Possibly the Eighth Principle

By Mel Harkrader Pine

We, the member congregations of the Unitarian Universalist Association, covenant to affirm and promote: journeying toward spiritual wholeness by working to build a diverse multicultural Beloved Community by our actions that accountably dismantle racism and other oppressions in ourselves and our institutions.
— Proposed Eighth Principle of Unitarian Universalism

Ask Unitarian Universalists about our creed, and we’re likely to say something along these lines: We’re a religion without a creed, but we do have a set of principles.

We support each other on the hard journey leading to a perhaps-ever-changing set of personal beliefs, but we do covenant around a set of principles — our aspirations for how to live with each other and within the “interdependent web of all existence of which we are a part” (Seventh Principle).

Praying Hands Vector

You can read the seven principles here and the six sources of our faith here. I believe they go together and regret that, over the years, we’ve tended to talk about the principles alone, but that’s a discussion for another day. For now, let’s look at the movement under way to adopt an Eighth Principle, with wording along the lines quoted at the top of this post.

From what I could detect at the Unitarian Universalist Association General Assembly in June, many active UUs support the Eighth Principle. Their reasoning, as I understand it, has to do with the long history of oppression in our nation and in out faith. We UUs point with pride to the abolitionist and suffragette Unitarians and the Universalists who preached salvation for all men and women, regardless of race. But those were not the only Unitarians and Universalists, perhaps not even the majority.
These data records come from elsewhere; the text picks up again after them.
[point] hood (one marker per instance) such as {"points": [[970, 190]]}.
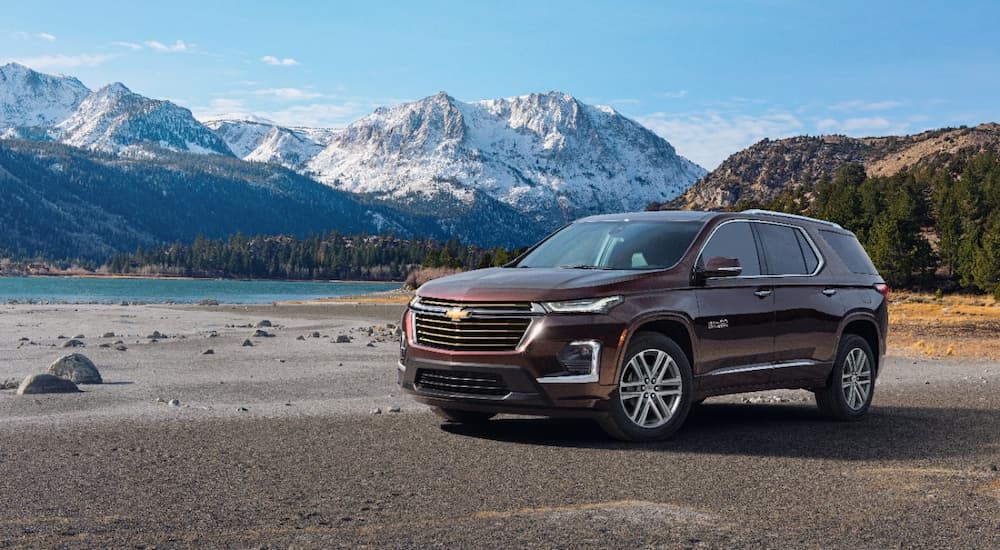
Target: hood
{"points": [[529, 284]]}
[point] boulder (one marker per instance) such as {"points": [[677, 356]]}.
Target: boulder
{"points": [[46, 383], [77, 368]]}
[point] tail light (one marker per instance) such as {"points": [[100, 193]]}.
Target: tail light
{"points": [[883, 289]]}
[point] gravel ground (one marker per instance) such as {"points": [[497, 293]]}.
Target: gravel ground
{"points": [[305, 465]]}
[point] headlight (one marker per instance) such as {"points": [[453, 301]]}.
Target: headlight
{"points": [[590, 305]]}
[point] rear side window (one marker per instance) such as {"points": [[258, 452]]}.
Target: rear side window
{"points": [[850, 251], [786, 250], [734, 240]]}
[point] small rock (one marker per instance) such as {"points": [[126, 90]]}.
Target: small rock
{"points": [[46, 383], [77, 368]]}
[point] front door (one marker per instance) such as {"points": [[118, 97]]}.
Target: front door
{"points": [[735, 321]]}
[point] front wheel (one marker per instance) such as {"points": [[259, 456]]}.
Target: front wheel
{"points": [[852, 382], [654, 391]]}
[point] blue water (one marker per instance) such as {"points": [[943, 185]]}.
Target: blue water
{"points": [[97, 290]]}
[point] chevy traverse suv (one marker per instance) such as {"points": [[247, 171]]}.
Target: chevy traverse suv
{"points": [[633, 318]]}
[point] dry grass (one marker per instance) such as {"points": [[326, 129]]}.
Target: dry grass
{"points": [[966, 326]]}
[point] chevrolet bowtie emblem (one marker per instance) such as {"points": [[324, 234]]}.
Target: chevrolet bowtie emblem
{"points": [[456, 314]]}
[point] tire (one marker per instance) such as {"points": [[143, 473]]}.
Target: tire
{"points": [[463, 417], [848, 395], [650, 411]]}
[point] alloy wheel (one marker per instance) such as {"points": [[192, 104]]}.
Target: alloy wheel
{"points": [[857, 378], [650, 388]]}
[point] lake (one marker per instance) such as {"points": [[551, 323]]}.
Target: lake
{"points": [[116, 290]]}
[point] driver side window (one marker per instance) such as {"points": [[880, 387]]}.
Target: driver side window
{"points": [[734, 240]]}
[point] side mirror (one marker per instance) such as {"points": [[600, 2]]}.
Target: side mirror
{"points": [[717, 266]]}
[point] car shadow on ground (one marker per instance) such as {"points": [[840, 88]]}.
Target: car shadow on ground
{"points": [[775, 430]]}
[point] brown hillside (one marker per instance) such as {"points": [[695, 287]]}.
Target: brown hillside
{"points": [[760, 172]]}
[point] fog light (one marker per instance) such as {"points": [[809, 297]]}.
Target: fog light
{"points": [[581, 357]]}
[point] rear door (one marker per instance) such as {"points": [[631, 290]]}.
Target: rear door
{"points": [[807, 311], [735, 321]]}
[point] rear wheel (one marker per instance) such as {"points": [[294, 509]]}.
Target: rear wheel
{"points": [[463, 417], [852, 382], [654, 391]]}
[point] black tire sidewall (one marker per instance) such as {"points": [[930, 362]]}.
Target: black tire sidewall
{"points": [[625, 428], [835, 389]]}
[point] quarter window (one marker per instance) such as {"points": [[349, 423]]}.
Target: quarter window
{"points": [[734, 240], [785, 250]]}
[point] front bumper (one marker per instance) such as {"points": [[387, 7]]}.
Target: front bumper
{"points": [[524, 381]]}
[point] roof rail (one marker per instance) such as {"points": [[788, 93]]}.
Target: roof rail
{"points": [[758, 211]]}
Then, starting in the late 1960’s, the now-merged Unitarian Universalists struggled internally with both race and gender issues, and with emerging questions of sexuality and gender identification.

We tend to be a bit ahead of the rest of the nation on rights for the marginalized, but not as much as we like to think. We struggle with entrenched power hierarchies of our own. So the road has not been easy. I was a witness to two of UUism’s less celebrated moments. In the mid-1980’s, I saw two lesbian ministers rejected by a church because they were gay and openly committed to each other, and in 1993 I attended a UU General Assembly that included a picket of the gala ball. It was billed as a Jeffersonian costume ball, and the African-Americans among us failed to pack their slave clothes.

Arguments against the Eighth Principle are both practical and spiritual.

On the practical side: Don’t the seven existing principles cover it? We already affirm and promote the “inherent worth and dignity of every person,” “justice, equity and compassion in human relations,” and the “democratic process within our congregations and in society at large.” Do we really need more?

And the spiritual argument comes from those who want us to be a religion and not a social or political movement.

I am among those who fear that we’re becoming more of a movement than a religion. But if given the opportunity, I’d vote for the proposed new principle. That’s because I see nothing else in the principles or the sources that calls us to action. Yes, we might infer a call to action, but then again we might not.

So while I don’t want us to be only about social action, I don’t either want us to be so contemplative that we do nothing when we see overwhelming oppression. And while I also reject the racial binary that dominates so much of our current social-action talk, the proposed principle does recognize “other oppressions” along with racism.

I have at times needed my UU church as a refuge and was unable to do anything then for it or for the rest of the world. We should never forget those who need to sit quietly in the back row. They don’t need another place to feel guilty.

And if we are each going to engage in a “free and responsible search for truth and meaning” (Fourth Principle), we also must not leave behind those who are not ready right now to march to the same drummer as most of us.

But, still, times come when spiritual devotion calls for respectful social action. That’s why I’d vote for the  Eighth Principle.

NOTE: Some of my friends — including my co-editor, Rev. Kate Braestrup — disagree with me on this. (Hard to believe, I know.) So expect another view coming to your inbox or blog reader in the not-too-distant future. In the meantime, let us know your thoughts in the comments below.

Copyright 2017 © Mel Harkrader Pine

4 comments

  1. If we are concerned our principles are loved as faith without works, then perhaps we need a principle impelling action. An eighth principle to impel action to counter a form of violence against the worth and dignity of one group of people is inelegant and incomplete, and won’t inform spiritual life on every axis, in every time, in every place like the other seven.